Rupiah masih berhadapan dengan tekanan serius di pasar keuangan, meskipun sempat menunjukkan penguatan terbatas hari ini. Eskalasi aksi demonstrasi yang terus memanas menjadi sorotan utama yang berpotensi menahan laju penguatan mata uang Garuda.
Mengutip data Bloomberg pada Senin (1/9/2025) pukul 11.08 WIB, nilai tukar rupiah tercatat Rp 16.477 per dolar Amerika Serikat (AS). Angka ini menunjukkan penguatan tipis 0,14% dibandingkan penutupan Jumat (29/8/2025) yang berada di level Rp 16.500 per dolar AS. Menurut Analis Doo Financial Futures, Lukman Leong, gejolak demonstrasi yang kian memuncak memang memberikan dampak negatif pada pergerakan rupiah. Namun, di sisi lain, pelemahan dolar AS dan intervensi sigap dari Bank Indonesia (BI) turut berperan dalam menstabilkan volatilitas pasar.
Komitmen Bank Indonesia dalam menjaga stabilitas nilai tukar rupiah ditegaskan oleh Kepala Departemen Pengelolaan Moneter dan Aset Sekuritas (DPMA) BI, Erwin Gunawan Hutapea. Ia menyatakan bahwa BI akan terus berupaya mempertahankan stabilitas rupiah sesuai fundamental ekonominya.
Untuk mencapai tujuan tersebut, Bank Indonesia melancarkan serangkaian langkah intervensi. Ini meliputi intervensi pada transaksi Non-Deliverable Forward (NDF) di pasar off-shore atau luar negeri, intervensi langsung di pasar domestik melalui transaksi spot, serta intervensi melalui Domestic Non-Deliverable Forward (DNDF). Selain itu, BI juga aktif melakukan pembelian Surat Berharga Negara (SBN) di pasar sekunder guna mendukung stabilitas kurs.
Tak hanya berfokus pada stabilitas kurs, Bank Indonesia juga memastikan kecukupan likuiditas rupiah dalam sistem keuangan nasional. Berbagai upaya ditempuh, mulai dari membuka akses likuiditas bagi perbankan melalui transaksi repo dan transaksi FX swap, hingga pembelian SBN di pasar sekunder serta penyediaan lending/financing facility.
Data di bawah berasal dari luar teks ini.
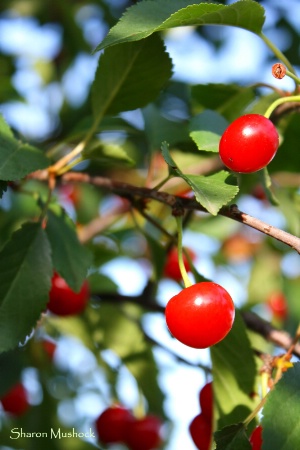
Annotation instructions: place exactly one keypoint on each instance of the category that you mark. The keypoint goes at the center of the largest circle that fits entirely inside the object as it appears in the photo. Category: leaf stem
(280, 101)
(186, 280)
(293, 76)
(256, 410)
(277, 52)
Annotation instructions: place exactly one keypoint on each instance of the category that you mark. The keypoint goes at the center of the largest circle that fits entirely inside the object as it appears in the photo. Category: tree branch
(232, 212)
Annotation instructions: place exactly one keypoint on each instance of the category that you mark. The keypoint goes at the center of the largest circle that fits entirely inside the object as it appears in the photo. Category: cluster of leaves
(38, 236)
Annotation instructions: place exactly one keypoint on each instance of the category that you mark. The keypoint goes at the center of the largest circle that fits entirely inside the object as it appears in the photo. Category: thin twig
(232, 212)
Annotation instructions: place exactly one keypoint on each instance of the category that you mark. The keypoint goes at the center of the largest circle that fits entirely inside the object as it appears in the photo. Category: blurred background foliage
(124, 352)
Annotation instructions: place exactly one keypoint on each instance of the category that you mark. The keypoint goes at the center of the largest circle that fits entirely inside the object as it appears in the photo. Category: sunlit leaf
(130, 76)
(234, 373)
(206, 130)
(232, 437)
(147, 17)
(281, 427)
(70, 258)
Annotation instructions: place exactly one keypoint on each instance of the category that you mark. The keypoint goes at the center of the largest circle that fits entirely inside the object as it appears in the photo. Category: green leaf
(101, 283)
(130, 76)
(158, 128)
(70, 258)
(147, 17)
(123, 335)
(3, 188)
(17, 159)
(230, 100)
(234, 373)
(11, 366)
(4, 128)
(108, 154)
(25, 280)
(206, 130)
(232, 437)
(280, 423)
(213, 191)
(167, 156)
(286, 158)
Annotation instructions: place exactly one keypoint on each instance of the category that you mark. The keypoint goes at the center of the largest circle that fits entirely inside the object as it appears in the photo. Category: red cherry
(200, 315)
(172, 269)
(278, 305)
(201, 432)
(65, 302)
(249, 143)
(112, 424)
(144, 434)
(206, 401)
(256, 438)
(15, 401)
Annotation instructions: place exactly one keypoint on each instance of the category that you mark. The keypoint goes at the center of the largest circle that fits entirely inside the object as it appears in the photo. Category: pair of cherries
(116, 424)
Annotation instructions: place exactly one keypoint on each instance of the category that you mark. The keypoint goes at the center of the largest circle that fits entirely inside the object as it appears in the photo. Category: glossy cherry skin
(249, 143)
(201, 432)
(200, 315)
(144, 433)
(15, 401)
(278, 305)
(171, 269)
(256, 438)
(206, 401)
(112, 424)
(63, 301)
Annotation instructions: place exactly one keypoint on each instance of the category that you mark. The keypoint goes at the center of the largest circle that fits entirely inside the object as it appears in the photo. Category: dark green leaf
(147, 17)
(206, 130)
(25, 279)
(3, 188)
(17, 159)
(112, 154)
(213, 191)
(10, 370)
(232, 437)
(158, 128)
(70, 258)
(287, 156)
(167, 156)
(234, 373)
(101, 283)
(230, 100)
(130, 76)
(124, 336)
(281, 426)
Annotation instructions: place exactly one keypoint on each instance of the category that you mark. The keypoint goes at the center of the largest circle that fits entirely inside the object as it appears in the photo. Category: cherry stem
(277, 52)
(280, 101)
(186, 280)
(255, 411)
(293, 76)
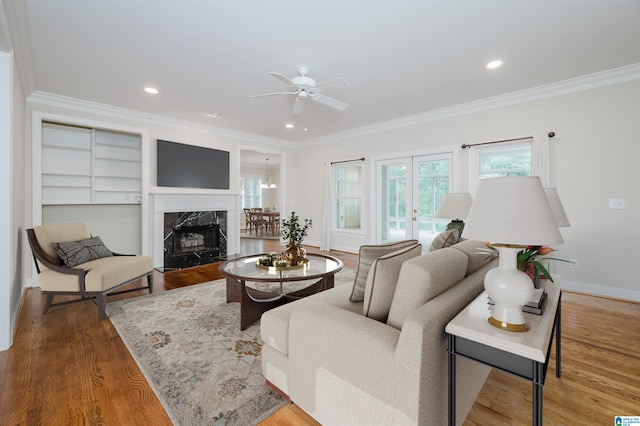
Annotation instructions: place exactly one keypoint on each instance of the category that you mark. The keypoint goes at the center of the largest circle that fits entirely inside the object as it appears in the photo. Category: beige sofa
(344, 367)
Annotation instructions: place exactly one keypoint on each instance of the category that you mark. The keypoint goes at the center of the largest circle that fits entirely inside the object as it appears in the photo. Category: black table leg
(452, 381)
(558, 319)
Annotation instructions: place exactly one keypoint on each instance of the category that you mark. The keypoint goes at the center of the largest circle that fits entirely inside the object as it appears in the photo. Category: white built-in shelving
(89, 166)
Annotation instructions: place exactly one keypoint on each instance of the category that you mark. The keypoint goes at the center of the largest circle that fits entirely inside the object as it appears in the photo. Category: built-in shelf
(89, 166)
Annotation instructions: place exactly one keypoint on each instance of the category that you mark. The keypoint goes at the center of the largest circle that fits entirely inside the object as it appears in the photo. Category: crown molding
(591, 81)
(12, 12)
(80, 105)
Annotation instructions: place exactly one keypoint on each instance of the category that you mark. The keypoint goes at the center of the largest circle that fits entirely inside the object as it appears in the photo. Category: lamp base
(510, 289)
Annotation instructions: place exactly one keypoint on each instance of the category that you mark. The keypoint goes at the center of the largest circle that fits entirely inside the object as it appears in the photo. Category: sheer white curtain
(540, 158)
(327, 202)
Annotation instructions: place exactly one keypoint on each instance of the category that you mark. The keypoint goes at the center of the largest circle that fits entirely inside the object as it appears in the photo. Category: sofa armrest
(40, 256)
(342, 362)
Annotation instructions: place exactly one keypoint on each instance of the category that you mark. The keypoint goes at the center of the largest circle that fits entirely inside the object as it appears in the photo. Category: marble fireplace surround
(171, 203)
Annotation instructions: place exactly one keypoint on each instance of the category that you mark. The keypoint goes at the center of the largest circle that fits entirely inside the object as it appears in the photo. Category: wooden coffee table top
(245, 269)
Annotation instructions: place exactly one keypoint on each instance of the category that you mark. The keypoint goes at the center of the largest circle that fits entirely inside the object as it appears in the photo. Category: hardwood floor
(66, 367)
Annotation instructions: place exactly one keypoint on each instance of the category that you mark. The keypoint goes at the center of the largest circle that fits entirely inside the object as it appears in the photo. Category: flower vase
(294, 253)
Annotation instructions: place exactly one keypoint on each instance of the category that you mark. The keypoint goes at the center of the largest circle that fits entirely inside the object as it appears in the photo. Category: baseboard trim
(598, 290)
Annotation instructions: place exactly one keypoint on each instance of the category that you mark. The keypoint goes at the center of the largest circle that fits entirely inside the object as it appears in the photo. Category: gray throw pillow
(74, 253)
(367, 254)
(444, 239)
(382, 280)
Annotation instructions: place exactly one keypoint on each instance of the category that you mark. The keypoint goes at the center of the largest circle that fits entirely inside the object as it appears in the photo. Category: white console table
(524, 354)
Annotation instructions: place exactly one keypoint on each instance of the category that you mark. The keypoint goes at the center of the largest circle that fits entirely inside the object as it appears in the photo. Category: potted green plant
(294, 232)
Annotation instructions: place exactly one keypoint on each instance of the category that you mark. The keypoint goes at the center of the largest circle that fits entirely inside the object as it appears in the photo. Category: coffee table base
(253, 303)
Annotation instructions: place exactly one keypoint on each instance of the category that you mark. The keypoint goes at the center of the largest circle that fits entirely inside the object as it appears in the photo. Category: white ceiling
(401, 57)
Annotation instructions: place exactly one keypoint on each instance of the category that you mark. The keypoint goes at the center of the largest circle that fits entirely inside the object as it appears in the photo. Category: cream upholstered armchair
(70, 261)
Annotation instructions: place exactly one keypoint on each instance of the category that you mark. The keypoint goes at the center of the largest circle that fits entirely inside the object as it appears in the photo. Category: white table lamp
(455, 206)
(511, 213)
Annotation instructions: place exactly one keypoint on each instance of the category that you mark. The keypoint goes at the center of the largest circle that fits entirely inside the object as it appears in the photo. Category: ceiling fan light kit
(305, 87)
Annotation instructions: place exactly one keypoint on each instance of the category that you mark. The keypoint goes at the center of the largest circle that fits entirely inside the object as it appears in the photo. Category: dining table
(273, 221)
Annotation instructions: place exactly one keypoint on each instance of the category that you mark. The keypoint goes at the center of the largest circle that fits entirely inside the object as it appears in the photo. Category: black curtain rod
(464, 145)
(347, 161)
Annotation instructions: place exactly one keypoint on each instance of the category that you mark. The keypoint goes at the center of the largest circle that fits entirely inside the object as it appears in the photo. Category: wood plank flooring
(66, 367)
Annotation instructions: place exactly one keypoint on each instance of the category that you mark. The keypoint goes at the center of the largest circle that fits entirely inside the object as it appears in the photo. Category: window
(506, 159)
(348, 192)
(433, 184)
(251, 194)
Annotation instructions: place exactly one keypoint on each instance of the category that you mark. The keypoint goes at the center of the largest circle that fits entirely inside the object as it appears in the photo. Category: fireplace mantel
(165, 202)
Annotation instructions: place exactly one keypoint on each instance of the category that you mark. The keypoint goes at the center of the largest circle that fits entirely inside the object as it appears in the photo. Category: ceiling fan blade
(282, 78)
(334, 80)
(298, 106)
(272, 94)
(331, 102)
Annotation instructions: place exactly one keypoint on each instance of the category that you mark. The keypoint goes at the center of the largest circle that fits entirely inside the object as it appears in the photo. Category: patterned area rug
(188, 344)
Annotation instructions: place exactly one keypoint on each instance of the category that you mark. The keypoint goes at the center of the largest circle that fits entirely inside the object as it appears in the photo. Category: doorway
(409, 191)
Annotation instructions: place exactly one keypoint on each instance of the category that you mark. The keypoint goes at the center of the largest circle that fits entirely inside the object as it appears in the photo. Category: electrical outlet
(616, 203)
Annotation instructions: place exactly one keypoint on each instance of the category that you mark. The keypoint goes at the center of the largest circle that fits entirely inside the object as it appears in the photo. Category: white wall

Lukman Leong menambahkan, stabilitas rupiah diyakini akan kembali pulih apabila aksi demonstrasi mereda. Ia menekankan pentingnya peran BI untuk terus memantau pergerakan pasar dan melanjutkan intervensi secara aktif. Lukman menilai, belum ada urgensi bagi pemerintah dan regulator untuk mengambil tindakan yang lebih drastis. Terlebih lagi, rupiah seharusnya berada dalam posisi menguntungkan mengingat indeks dolar AS telah merosot 10% sepanjang tahun ini dan diproyeksikan masih akan melemah. “Dengan meredanya tekanan terhadap rupiah oleh dolar, BI bisa memanfaatkan situasi dengan memangkas suku bunga,” saran Lukman.
Oleh karena itu, ia menaksir pergerakan rupiah ke depan akan berkisar antara Rp 16.000 hingga Rp 16.500 per dolar AS, mencerminkan optimisme terhadap potensi penguatan jangka menengah jika faktor-faktor domestik dan global mendukung.